# EPY - Earlypay Ltd



## Joe Blow (26 March 2010)

CGR is a franchised business operating in the recruitment industry. CGR has 92 franchisees with over 123 locations across Australia. The Company has national preferred supplier agreements with large commercial and government clients and earns its revenue through franchise fees, recruitment fees, software, HR and employment related products and services.

*Sector:* Industrials
*Shares on Issue:* 49,228,642
*Current Market Capitalisation:* $7,384,296
*Website:* http://www.careersmultilist.com.au


----------



## piggybank (30 January 2014)

*Re: CGR - Careers Multilist*

May not be the most popular stock in this forum but it maybe yet given it's recent price action


----------



## Ves (31 January 2014)

*Re: CGR - Careers Multilist*



piggybank said:


> May not be the most popular stock in this forum but it maybe yet given it's recent price action



I was reading somewhere else that one of the small cap newsletters tipped this stock earlier in the month.

Reading the AGM preso from November last year they were tipping revenue of their payroll finance segment to double from $19m to $38m in 2014.   This segment was non-existent on their books a few years ago,  they're obviously trying to grow it rapidly.

If margins are maintained  (and in this business,  you'll probably find they'll increase) NPAT will be over $2m by my back of the envelope calculations.   Looks like it's on a P/E of about 10.  Not sure if they needed to source more debt to grow....  buyer beware,  but that explains most of the price action since the AGM.


----------



## System (2 May 2014)

On May 1st, 2014, Careers Multilist Limited changed its name to CML Group Limited.


----------



## JTLP (27 June 2017)

Anyone taken a look at this?
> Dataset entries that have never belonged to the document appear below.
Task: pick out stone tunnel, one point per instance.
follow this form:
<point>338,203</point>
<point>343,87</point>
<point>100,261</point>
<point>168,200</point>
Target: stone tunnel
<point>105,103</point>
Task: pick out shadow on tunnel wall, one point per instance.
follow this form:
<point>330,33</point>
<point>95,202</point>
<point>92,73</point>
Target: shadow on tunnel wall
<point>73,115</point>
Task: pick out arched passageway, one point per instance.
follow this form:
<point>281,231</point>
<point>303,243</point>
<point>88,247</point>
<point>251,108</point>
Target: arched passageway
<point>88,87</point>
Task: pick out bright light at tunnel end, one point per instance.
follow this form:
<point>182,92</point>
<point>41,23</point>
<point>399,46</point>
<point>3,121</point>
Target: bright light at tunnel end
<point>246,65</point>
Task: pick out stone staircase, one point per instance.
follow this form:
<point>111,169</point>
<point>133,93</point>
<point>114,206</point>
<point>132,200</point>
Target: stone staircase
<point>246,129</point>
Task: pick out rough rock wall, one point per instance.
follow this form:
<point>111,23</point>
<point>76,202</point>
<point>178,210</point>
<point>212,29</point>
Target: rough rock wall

Recommended by the Boat fund again, pays a dividend and seems to be a pretty solid earnings play, providing finance, payroll and employment services. 

Might take a more in depth look soon.


----------



## System (24 November 2020)

On November 24th, 2020, CML Group Limited (CGR) changed its name and ASX code to Earlypay Ltd (EPY).


----------



## frugal.rock (30 November 2020)

Stopped watching and bought in as a position became available. Technical chart based entry.
3 month chart.


----------



## frugal.rock (15 February 2021)

Nice to see a slight rise today.
Apparently a flow on effect from some other BNPL stocks doing very well today. 
A rising tide type thing.

EPY has been consolidating well since buying in November, albeit slowly and still waiting for it to close the gap from April... 
Still holding, probably should have closed out due to stalling, however, it's all about patience, isn't it? 
Just waiting for the market to find it hopefully from a nice catalyst...


----------



## frugal.rock (16 February 2021)

Catalyst or no catalyst, I don't care how the market finds it!
I prefer the slow rise anyway...

EPY currently breaking out of averages & ranges.
Held.


----------



## frugal.rock (25 February 2021)

And I wasn't aware Early pay was a divvy paying stock... not bad. Just need the SP to go up now...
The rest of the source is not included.